Of course, you don’t have to be broke to use the public library (and research shows that the public library is popular across income brackets), but when we talk about the public library and poverty, we often talk about job help, computer classes, etc. We forget that everyone needs a chance to unwind with a good book. Just because what my brother needed from the public library wasn’t service-oriented doesn’t mean it wasn’t important. Anyone who has ever had to make the choice between the electric bill and eating knows the importance of having a mental break from the stress of being poor. My brother got more than reading recommendations from the library — he got a much-needed break.
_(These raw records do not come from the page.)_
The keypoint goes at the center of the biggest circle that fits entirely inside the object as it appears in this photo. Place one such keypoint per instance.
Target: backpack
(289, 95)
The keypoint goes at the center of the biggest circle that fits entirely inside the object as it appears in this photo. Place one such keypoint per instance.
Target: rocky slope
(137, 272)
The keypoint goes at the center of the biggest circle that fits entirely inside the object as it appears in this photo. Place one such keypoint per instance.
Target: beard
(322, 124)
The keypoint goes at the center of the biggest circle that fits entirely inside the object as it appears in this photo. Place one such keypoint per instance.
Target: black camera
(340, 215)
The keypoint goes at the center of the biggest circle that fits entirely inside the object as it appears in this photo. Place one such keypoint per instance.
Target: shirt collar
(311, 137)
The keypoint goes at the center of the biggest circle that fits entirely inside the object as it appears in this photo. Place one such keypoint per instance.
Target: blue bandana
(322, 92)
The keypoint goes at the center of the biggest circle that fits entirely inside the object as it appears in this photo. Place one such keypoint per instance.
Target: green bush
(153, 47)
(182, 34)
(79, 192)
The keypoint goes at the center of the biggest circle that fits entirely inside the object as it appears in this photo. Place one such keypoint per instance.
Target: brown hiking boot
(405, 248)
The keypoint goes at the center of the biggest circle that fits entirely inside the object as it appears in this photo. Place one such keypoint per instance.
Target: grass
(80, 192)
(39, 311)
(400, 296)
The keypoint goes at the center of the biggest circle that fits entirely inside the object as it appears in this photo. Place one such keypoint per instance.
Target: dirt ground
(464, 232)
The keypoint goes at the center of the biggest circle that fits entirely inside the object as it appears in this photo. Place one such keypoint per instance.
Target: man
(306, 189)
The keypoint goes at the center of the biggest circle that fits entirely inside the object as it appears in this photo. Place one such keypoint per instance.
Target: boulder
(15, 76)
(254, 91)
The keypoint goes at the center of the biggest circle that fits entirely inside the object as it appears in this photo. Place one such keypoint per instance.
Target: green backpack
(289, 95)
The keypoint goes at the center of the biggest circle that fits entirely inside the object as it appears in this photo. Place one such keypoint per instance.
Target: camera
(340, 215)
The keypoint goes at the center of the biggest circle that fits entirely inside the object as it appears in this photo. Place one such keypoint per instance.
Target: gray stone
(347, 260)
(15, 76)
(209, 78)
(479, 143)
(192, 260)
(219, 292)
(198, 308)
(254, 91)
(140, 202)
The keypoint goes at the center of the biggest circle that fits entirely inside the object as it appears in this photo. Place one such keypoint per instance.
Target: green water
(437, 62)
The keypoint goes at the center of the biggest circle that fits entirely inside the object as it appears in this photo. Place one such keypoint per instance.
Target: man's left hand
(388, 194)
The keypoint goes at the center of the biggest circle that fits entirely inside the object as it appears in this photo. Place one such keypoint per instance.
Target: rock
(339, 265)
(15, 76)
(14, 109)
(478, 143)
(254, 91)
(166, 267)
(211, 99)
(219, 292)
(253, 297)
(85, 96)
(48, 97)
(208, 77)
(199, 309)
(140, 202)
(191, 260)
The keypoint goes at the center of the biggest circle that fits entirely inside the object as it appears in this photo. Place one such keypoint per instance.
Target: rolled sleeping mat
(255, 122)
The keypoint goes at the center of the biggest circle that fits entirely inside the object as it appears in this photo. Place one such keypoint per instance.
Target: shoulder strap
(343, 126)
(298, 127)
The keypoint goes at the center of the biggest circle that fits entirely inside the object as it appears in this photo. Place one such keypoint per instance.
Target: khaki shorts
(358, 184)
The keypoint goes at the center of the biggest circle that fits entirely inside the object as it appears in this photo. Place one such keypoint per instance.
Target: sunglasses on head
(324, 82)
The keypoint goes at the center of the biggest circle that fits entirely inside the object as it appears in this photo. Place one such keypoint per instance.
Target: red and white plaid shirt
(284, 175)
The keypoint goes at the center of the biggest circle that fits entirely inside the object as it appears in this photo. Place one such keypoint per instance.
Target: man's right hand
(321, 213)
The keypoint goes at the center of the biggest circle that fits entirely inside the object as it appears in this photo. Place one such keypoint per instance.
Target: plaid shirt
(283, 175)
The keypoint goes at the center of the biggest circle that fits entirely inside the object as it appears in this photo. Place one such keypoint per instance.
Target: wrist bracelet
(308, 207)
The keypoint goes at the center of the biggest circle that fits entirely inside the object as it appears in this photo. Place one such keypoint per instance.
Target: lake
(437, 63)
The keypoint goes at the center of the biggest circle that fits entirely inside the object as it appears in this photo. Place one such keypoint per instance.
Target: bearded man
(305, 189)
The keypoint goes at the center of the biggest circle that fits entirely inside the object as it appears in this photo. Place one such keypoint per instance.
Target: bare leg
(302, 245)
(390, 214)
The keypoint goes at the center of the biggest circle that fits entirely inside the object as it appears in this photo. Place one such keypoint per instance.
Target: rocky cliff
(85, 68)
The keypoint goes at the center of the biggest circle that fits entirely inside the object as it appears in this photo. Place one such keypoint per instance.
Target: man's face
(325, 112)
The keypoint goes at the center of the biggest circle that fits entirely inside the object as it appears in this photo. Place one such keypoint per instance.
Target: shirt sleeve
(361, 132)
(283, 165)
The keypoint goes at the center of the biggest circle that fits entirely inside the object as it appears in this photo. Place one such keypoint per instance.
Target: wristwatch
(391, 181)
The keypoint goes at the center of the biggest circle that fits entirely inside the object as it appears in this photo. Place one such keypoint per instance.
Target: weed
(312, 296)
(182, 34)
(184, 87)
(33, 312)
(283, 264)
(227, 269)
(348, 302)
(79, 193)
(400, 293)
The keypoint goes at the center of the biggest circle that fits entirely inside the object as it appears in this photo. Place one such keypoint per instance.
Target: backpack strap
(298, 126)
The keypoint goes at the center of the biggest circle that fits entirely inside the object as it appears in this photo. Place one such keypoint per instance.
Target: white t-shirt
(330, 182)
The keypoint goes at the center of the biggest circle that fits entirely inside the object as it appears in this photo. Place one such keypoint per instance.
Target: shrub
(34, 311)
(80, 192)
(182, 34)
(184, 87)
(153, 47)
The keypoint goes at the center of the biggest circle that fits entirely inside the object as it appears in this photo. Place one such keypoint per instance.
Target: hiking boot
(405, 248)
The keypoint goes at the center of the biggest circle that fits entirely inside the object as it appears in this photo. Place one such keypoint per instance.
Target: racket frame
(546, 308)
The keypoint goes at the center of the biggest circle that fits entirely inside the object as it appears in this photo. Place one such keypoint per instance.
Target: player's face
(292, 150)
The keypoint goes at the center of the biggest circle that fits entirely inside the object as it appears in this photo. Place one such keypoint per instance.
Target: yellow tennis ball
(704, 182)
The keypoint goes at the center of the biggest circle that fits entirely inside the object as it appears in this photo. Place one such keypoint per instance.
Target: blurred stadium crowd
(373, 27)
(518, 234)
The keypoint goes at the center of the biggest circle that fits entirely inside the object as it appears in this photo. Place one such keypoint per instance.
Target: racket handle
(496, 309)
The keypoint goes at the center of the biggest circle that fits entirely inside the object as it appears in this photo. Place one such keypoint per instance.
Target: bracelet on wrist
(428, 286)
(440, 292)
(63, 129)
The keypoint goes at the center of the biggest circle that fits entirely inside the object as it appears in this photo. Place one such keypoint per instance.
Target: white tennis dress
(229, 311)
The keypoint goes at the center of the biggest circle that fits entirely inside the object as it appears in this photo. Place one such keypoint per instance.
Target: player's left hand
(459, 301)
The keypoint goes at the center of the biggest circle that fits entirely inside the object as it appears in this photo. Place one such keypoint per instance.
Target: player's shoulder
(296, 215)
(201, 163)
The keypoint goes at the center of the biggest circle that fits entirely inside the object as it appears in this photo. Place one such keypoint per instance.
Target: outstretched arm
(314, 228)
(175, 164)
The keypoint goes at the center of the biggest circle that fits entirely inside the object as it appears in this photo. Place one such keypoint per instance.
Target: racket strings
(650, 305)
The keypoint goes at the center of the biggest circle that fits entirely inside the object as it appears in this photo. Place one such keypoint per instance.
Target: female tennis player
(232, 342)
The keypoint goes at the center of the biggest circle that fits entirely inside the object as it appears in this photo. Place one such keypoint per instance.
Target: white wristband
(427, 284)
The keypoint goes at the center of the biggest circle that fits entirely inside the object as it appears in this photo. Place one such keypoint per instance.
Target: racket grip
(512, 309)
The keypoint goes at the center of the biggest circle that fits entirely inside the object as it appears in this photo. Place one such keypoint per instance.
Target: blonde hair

No. I got the suggestions from my library.
This is my favorite part of the story. For one, it’s the part where I get to tease my brother, and two, NoveList believes that books and libraries have the power to transform lives and we do that by empowering libraries to engage and inspire their communities. While I may shake my head at my brother still not understanding what I do for a living, his response means that what NoveList does is working. We want libraries and librarians to look like superheroes to their patrons who come in asking for read-alike suggestions for a fantasy series (even when the librarian hasn’t read one). If a ballot measure ever comes up for my brother’s small-town library, I want him to remember that the library helped him in his time of need, not some company his sister works for.
Because public libraries change lives.
Jennifer is a NoveList Director of Sales and Marketing, which means she gets to talk with librarians from around the world about projects they’re working on and brainstorm ways NoveList can help them. When she’s not working, she cooks, ignores her running shoes, and writes romance novels.